The Beginning of Water Fluoridation / Monroe Avenue Plant
The Beginning of Water Fluoridation
On January 25, 1945, Grand Rapids became the first city in the world to add fluoride to its public water supply. The city, along with the U.S. Public Health Service, the Michigan Department of Health, and the University of Michigan School of Dentistry, began a ten-year study to determine the effectiveness of fluoride in the prevention of tooth decay, The city was chosen as a test site because of its large population of school-age children; its closeness to Lake Michigan, which is mostly free of natural fluoride; and its proximity to Muskegon, which served as the control city. By 1955 the study had shown a sixty-five percent reduction in tooth decay and led to the adoption of fluoridation as a accepted public health measure.

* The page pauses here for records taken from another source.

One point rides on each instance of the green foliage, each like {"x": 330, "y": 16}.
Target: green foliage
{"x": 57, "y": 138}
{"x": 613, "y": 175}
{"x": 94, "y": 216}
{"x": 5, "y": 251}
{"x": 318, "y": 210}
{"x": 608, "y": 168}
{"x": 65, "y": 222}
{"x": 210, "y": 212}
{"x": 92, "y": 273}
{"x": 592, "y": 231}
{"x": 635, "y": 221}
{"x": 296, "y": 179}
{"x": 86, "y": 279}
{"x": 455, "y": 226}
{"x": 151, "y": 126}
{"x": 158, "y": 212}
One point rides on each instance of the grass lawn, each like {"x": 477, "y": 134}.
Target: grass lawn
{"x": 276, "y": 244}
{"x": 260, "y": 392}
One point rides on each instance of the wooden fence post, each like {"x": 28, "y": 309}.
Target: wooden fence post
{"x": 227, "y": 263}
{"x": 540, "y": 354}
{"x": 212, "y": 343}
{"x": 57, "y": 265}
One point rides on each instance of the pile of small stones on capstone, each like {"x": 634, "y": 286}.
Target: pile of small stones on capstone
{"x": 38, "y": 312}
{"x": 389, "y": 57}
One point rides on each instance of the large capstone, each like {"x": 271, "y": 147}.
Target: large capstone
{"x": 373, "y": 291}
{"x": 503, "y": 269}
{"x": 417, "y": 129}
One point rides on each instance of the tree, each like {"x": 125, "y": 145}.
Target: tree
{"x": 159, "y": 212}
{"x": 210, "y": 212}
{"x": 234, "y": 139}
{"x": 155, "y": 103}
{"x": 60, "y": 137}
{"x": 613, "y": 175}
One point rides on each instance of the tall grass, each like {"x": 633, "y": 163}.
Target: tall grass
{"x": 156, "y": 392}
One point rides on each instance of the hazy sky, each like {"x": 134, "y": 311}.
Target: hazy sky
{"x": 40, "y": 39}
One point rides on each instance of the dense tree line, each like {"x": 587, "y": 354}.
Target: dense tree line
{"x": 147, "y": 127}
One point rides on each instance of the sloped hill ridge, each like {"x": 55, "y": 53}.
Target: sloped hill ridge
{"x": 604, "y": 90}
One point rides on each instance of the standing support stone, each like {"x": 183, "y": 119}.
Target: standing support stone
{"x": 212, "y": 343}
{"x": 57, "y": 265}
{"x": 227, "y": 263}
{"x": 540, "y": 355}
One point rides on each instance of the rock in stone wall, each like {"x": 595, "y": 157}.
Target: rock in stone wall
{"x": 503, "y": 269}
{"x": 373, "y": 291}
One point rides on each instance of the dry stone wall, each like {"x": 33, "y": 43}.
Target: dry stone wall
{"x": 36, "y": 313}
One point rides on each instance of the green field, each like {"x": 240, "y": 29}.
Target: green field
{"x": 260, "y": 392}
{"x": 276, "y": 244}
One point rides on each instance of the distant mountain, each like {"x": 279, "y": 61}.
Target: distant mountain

Monroe Avenue Water Filtration Plant
During the late nineteenth century, Grand Rapids residents relied on private companies to provide purified drinking water. As the city grew, so did the need for clean water. In 1900 a city-owned facility was proposed, but the plans were thwarted by a bribery and conspiracy scandal involving city officials. Ten years later, however, citizens approved a bod to build this facility, which was designed by Rudolph Hering and George Fuller of New York. The plant was expanded in 1924, and a pipeline to Lake Michigan was added in 1938. A final expansion occurred in 1957, but the plant ceased operation in 1961. At its peak, this facility could treat sixty million gallons of water a day.